C.Protein malnutrition: Anorexia and vomiting.
D.Frothy
urine.
Subjective Data
A.Review the onset, course, and duration of presenting complaints.
B.Question the patient concerning urinary output, thirst or fluid intake, edema, or increase in weight. Establish usual weight history.
C.If a woman, establish the first day of the patient’s last period. Is she pregnant? If so, what is the fetus’s gestational age? Is there edema, HTN, headache, visual changes (scotoma), hyperreflexia, and/or right upper quadrant pain?
D.Review the patient’s past medical history for renal disease, diabetes, CHF, systemic disorders such as lupus, and substance abuse.
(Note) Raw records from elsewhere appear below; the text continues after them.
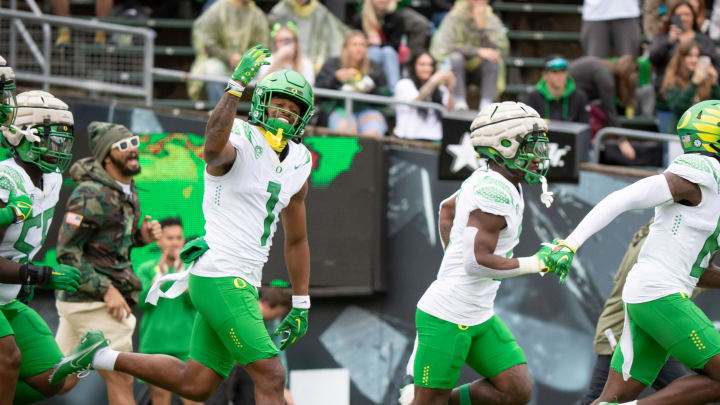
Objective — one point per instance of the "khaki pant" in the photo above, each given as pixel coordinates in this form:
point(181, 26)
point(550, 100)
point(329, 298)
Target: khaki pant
point(76, 318)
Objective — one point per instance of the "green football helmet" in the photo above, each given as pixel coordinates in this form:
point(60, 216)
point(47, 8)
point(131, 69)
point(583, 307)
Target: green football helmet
point(8, 104)
point(284, 83)
point(512, 135)
point(42, 133)
point(699, 128)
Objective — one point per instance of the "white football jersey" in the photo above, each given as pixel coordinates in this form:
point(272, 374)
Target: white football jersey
point(682, 239)
point(242, 207)
point(23, 240)
point(457, 295)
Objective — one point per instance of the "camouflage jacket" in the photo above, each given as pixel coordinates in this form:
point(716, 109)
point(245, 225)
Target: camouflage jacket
point(98, 231)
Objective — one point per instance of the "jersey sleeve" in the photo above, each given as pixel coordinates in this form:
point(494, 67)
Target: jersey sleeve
point(695, 169)
point(10, 183)
point(493, 198)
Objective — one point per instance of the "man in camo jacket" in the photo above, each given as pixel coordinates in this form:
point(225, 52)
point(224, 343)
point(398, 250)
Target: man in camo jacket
point(99, 230)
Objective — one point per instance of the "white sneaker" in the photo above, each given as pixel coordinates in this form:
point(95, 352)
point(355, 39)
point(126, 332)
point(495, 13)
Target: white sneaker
point(461, 106)
point(407, 393)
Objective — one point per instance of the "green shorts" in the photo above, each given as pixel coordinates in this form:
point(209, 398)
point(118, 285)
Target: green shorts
point(33, 337)
point(229, 326)
point(671, 325)
point(443, 347)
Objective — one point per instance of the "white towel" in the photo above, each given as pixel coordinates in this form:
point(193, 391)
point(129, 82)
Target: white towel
point(179, 286)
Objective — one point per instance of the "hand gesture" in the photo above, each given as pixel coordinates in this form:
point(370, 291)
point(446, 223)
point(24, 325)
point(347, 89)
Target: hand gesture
point(250, 64)
point(560, 259)
point(21, 206)
point(64, 277)
point(117, 306)
point(489, 54)
point(292, 327)
point(150, 231)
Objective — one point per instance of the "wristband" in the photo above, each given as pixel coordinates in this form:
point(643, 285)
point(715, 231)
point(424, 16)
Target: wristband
point(30, 274)
point(301, 301)
point(234, 88)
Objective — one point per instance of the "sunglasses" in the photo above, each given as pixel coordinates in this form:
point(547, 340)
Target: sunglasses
point(127, 143)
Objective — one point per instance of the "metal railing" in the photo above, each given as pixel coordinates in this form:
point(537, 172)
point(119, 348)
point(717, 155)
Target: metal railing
point(349, 98)
point(628, 133)
point(97, 56)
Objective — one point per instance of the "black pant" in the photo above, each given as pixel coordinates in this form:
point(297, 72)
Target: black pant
point(669, 373)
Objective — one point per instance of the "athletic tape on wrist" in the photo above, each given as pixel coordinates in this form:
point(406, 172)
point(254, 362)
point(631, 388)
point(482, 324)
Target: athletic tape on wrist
point(234, 88)
point(301, 301)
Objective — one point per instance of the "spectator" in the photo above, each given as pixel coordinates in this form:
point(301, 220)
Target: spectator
point(220, 36)
point(354, 71)
point(287, 53)
point(684, 29)
point(61, 8)
point(611, 21)
point(688, 80)
point(424, 84)
point(274, 304)
point(603, 81)
point(319, 31)
point(165, 328)
point(386, 28)
point(96, 236)
point(473, 39)
point(555, 96)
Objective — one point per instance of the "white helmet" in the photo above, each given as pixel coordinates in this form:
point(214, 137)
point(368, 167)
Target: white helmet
point(512, 134)
point(43, 131)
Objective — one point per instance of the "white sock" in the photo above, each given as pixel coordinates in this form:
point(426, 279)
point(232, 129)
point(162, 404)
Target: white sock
point(105, 359)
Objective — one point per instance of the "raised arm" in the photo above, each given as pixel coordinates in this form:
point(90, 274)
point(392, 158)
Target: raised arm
point(218, 152)
point(479, 242)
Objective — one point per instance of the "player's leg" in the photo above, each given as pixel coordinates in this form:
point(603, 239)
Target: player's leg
point(10, 360)
point(495, 355)
point(159, 396)
point(268, 376)
point(39, 353)
point(686, 332)
point(442, 348)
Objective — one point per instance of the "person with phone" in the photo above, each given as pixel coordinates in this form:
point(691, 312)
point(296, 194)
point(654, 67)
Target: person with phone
point(681, 27)
point(689, 79)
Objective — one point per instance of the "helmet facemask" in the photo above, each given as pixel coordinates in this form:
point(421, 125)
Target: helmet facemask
point(53, 152)
point(532, 146)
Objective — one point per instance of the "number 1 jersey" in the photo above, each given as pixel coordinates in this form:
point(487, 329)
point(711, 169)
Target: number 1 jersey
point(23, 240)
point(242, 207)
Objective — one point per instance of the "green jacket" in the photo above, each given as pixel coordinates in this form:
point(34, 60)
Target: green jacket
point(99, 229)
point(165, 328)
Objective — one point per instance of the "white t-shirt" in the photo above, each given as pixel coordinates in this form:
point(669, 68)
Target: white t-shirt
point(409, 123)
point(682, 239)
point(603, 10)
point(306, 65)
point(243, 206)
point(23, 240)
point(456, 295)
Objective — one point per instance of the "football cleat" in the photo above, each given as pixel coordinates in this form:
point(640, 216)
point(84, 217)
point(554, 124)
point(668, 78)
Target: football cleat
point(80, 359)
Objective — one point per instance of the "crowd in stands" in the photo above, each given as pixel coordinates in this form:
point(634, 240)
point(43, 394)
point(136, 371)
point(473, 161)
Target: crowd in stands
point(653, 57)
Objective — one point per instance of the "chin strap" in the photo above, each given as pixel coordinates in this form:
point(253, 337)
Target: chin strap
point(547, 196)
point(276, 141)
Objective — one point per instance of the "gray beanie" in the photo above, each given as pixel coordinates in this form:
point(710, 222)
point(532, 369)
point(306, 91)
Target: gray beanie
point(101, 136)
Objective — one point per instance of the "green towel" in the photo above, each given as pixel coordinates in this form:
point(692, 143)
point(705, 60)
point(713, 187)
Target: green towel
point(193, 249)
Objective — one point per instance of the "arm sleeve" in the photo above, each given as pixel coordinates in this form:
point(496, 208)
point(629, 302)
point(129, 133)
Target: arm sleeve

E.Does the patient have signs or symptoms of a UTI or pyelonephritis?
F.Review the patient’s recent history for exertion, emotional stress, surgical trauma, fever, and any acute illness.
G.When was the patient’s last evaluation for cholesterol? Is he or she on any special diet?
H.Review medication list, including prescribed and over-the-counter (OTC) medications and herbal products.
I.Review the patient’s occupational exposure, smoking history, and risk factors for infectious diseases.
Physical Examination
The patient’s physical examination may have few abnormalities unless there are features of multisystem disease:
A.Check temperature (if indicated), erect and supine blood pressure, pulse, respirations, and weight (massive weight gain because of fluid is very common).
B.Inspect:
1.Inspect overall general appearance for edema (pedal, hand, facial, or periorbital edema), butterfly rash [lupus], or ascites.
2.Evaluate for protein wasting.
3.Evaluate for jugular vein distension.
4.Funduscopic exam: Evaluate for retinopathy.
5.Inspect for pharyngitis.
C.Auscultate:
1.Assess heart.
2.Assess lungs (may have decreased breath sounds because of pleural effusions).
D.Palpate:
1.Examine the abdomen; evaluate bladder distension, suprapubic tenderness, masses, or ascites; check abdominal tenderness.
2.Palpate for costovertebral angle (CVA) tenderness.
3.Check deep tendon reflexes, especially in pregnant women.
Diagnostic Tests
A.Urine dipstick is a screening tool in the outpatient setting.
B.Single void spot
urine testing:
1.The first urine specimen of the morning is optimal and is guideline recommended. Evaluation of the first morning specimen excludes any postural effect on the protein component.
2.The gold standard for measurement of protein excretion is a 24-hour urine collection but is now being replaced by the easier to obtain and less complicated spot test. The 24-hour urine is considered impractical for generalized testing.
C.Polymerase chain reaction (PCR) test or albumin-to-creatinine ratio (ACR) test on a first morning or a random spot specimen. The PCR or ACR is useful in following trends in the patient’s proteinuria.
D.Complete blood count (CBC) and serum electrolytes.
E.Serum creatinine.
F.estimated glomerular filtration rate (eGFR): Uses a blood creatinine level along with age and values assigned to gender and race to calculate the estimate rate of urine filtration. The eGFR rate decreases with progressive kidney damage.
G.Lipid profile (high-density lipoprotein [HDL] and low-density lipoprotein [LDL]).
H.Blood urea nitrogen (BUN): Serves as an index of renal excretory capacity. Urea is the nitrogenous end product of protein metabolism.
I.Total protein.
J.Urinalysis, urine culture, and sensitivity (if indicated).
K.Ultrasound of the full urinary tract.
L.Screen for diabetes and other testing related to physical findings.